Judge Caldwell held that the credit union stated a valid claim when it alleged that it was a party that Visa intended to benefit from the bank’s promise to Visa to assure that merchants complied with the no-data-retention requirement. Judge Caldwell wrote at p. 41 of his opinion: “The purpose of the agreement was to make the Visa network safe for issuing banks, either those already in the network or those contemplating joining it, by assuring them that their customer information will only be in a merchant’s possession long enough to make a transaction.”

The credit union pleaded four claims each against the bank and BJ’s. Judge Caldwell dismissed the negligence claims against both defendants, relying on the economic loss rule. He dismissed the indemnification and unjust enrichment claims against both defendants as well. The court also dismissed the credit union’s claim that it was a third party beneficiary of BJ’s agreement with the bank because that contract, unlike the bank-Visa agreement, specifically excluded all potential third party beneficiaries.

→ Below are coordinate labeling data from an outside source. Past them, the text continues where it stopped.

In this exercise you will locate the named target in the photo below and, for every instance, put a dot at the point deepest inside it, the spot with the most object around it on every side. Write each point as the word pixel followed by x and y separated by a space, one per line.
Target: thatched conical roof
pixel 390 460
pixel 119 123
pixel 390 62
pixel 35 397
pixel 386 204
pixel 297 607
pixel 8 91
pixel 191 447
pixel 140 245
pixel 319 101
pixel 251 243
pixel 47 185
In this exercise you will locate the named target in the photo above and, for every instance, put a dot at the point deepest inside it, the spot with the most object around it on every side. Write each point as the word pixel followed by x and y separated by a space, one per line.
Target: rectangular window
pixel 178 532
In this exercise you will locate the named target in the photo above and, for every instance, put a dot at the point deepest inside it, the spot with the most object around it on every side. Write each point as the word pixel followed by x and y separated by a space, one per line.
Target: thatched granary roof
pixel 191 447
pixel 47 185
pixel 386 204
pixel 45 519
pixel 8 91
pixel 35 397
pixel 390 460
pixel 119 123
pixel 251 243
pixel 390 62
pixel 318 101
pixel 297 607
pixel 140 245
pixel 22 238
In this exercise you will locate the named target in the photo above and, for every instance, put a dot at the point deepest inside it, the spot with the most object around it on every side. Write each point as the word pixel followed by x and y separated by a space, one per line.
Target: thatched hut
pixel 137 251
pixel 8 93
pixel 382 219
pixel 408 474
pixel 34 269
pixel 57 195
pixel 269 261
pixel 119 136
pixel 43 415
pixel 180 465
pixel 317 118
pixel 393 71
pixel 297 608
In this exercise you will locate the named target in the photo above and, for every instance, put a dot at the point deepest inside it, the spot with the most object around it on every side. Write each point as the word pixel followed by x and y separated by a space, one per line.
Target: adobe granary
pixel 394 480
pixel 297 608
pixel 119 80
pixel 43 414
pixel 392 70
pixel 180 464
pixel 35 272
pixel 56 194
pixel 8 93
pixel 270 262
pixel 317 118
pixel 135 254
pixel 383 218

BJ’s earlier brought IBM into the case as a third-party defendant, claiming that IBM breached its agreement not to install a feature of its card-processing software that retained card data after transactions were completed. Judge Caldwell had earlier refused to dismiss several of BJ’s claims against IBM. After he dismissed all of the credit union’s claims against BJ’s, however, he dismissed BJ’s remaining claims against IBM sua sponte because they sought only to hold IBM liable for any damages BJ’s had to pay to the credit union. It remains to be seen whether BJ’s will bring a separate action against IBM.

In a separate order issued the same day, Judge Caldwell refused to dismiss a negligence claim by another card issuer, Sovereign Bank, against BJ’s, though the court did dismiss Sovereign’s negligence claim against Fifth Third bank, again on the economic loss doctrine. The court’s opinion is unclear regarding why the economic loss doctrine did not bar the negligence claims against BJ’s. The court also refused to dismiss Sovereign Bank’s third party beneficiary claim against Fifth Third for the same reasons it permitted the credit union to proceed on the same theory.

These decisions should provide guidance to lawyers for other card issuers who face costs to replace Visa cards that are compromised when merchants fail to follow Visa regulations. We presume, however, that Visa will soon amend its form contract with merchant banks to exclude potential third party beneficiaries.